This thread has been locked.

If you have a related question, please click the "Ask a related question" button in the top right corner. The newly created question will be automatically linked to this question.

Linux/TUSB3410: Bulk Transfer error with USB3.0 xHCI hosts

Part Number: TUSB3410

Tool/software: Linux

Hi all,

I have tested our USB to serial products which use TUSB3410. There is a possibility of packet loss when I test with USB3.0 hosts (xHCI driver), but it tests normal when using USB2.0 hosts.

It is very easy to reproduce when transferring large data size (8KBytes) with USB3.0 hosts

Both Linux Kernel 3.11 and Kernel 4.13 have the same problem. Furthermore, I have tested by connecting the USB Protocol Analyzer tool, it shows that USB host sends entire data to the device without packet loss, but the device lose the packet to send. So I wonder whether it is the compatible issue for TUSB3410 with USB3.0 hosts.

Best regards,

CT

  • CT,
    It doesn't matter whether it is a USB2.0 Host or a USB3.0 Host, the TUSB3410 always connect at full-speed, your USB3.0 Host will just use its USB2.0 "portion" to enumerate and operate the TUSB3410.

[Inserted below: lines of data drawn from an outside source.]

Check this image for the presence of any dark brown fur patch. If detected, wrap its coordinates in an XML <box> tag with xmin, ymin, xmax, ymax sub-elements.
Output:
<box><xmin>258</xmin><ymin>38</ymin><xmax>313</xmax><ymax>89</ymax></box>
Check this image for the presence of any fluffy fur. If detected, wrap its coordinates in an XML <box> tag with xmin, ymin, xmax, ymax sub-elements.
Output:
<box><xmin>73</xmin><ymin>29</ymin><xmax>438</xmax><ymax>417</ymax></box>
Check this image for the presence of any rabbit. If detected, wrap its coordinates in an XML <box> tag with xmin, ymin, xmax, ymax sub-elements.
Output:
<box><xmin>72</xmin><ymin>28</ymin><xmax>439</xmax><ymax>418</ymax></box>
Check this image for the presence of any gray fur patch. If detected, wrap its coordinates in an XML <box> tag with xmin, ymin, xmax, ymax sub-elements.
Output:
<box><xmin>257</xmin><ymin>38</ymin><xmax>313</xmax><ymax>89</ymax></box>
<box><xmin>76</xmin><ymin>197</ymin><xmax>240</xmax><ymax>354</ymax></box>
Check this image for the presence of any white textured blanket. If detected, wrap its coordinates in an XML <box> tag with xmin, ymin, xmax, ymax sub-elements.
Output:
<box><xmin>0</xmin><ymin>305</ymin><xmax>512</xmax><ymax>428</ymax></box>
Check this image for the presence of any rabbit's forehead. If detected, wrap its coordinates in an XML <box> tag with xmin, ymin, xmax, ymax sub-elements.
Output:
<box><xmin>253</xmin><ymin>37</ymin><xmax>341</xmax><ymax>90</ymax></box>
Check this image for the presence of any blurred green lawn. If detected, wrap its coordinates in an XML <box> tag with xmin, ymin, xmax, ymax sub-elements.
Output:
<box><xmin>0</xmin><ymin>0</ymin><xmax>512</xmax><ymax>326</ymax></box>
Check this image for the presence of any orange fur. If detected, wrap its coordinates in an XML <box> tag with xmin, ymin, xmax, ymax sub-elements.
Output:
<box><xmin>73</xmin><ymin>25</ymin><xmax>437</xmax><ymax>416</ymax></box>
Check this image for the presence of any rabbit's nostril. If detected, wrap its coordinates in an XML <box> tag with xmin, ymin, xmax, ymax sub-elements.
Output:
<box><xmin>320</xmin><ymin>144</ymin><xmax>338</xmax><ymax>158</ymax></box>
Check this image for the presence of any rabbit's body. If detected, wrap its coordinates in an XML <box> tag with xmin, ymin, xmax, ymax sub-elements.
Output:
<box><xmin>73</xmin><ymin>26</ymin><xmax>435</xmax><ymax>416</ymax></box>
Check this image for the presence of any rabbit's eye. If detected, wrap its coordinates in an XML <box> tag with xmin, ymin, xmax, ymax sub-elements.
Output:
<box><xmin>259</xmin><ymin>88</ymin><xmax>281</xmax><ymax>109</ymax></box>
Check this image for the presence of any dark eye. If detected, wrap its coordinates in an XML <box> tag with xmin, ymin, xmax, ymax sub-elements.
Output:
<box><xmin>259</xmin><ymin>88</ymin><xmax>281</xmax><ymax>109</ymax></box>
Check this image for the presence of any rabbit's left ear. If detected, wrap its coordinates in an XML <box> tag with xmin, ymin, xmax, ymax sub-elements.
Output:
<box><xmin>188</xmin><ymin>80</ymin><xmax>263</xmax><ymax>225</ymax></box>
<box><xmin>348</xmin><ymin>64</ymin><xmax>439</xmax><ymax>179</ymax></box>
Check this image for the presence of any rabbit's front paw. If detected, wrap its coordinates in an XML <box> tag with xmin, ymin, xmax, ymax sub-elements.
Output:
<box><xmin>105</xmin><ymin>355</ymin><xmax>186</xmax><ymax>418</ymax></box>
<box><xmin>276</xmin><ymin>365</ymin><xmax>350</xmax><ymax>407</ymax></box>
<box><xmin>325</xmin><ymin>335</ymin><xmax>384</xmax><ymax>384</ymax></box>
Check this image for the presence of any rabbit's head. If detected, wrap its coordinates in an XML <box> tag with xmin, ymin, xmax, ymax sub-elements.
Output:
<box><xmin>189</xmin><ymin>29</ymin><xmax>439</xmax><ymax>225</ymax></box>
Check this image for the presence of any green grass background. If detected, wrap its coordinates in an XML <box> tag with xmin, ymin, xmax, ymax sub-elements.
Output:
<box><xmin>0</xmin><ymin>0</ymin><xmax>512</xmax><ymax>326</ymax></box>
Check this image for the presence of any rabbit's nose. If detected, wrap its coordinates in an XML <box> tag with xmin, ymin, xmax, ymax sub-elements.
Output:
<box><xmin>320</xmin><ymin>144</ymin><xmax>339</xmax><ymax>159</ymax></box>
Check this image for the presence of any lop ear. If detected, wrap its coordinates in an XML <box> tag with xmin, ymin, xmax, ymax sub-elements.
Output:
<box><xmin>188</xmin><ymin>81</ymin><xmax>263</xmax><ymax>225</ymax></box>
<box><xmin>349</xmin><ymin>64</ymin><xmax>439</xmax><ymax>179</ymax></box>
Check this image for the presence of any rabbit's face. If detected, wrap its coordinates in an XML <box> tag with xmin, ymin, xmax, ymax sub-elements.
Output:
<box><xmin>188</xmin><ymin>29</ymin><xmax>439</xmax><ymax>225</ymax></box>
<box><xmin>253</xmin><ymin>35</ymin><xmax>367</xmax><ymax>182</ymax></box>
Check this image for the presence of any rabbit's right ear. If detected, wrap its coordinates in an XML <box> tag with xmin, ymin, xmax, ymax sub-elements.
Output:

    Can you check the xHCI driver at host controller?
  • Hello CT,

    What USB3.0 host are you using? it could be a problem with your xHCI host.

    Regards,
    Roberto
  • Hi Roberto and Peter,

    I type `lsusb -t` and it shows the USB host controller is xhci_hcd.

    # lsusb -t
    /:  Bus 03.Port 1: Dev 1, Class=root_hub, Driver=xhci_hcd/4p, 480M
        |__ Port 3: Dev 3, If 0, Class=Vendor Specific Class, Driver=mxu11x0, 12M

    If it is the problem of xHCI host, how to explain that CATC(USB Protocol Analyzer) receives the whole data from the USB host but the USB device sends the data with packet loss?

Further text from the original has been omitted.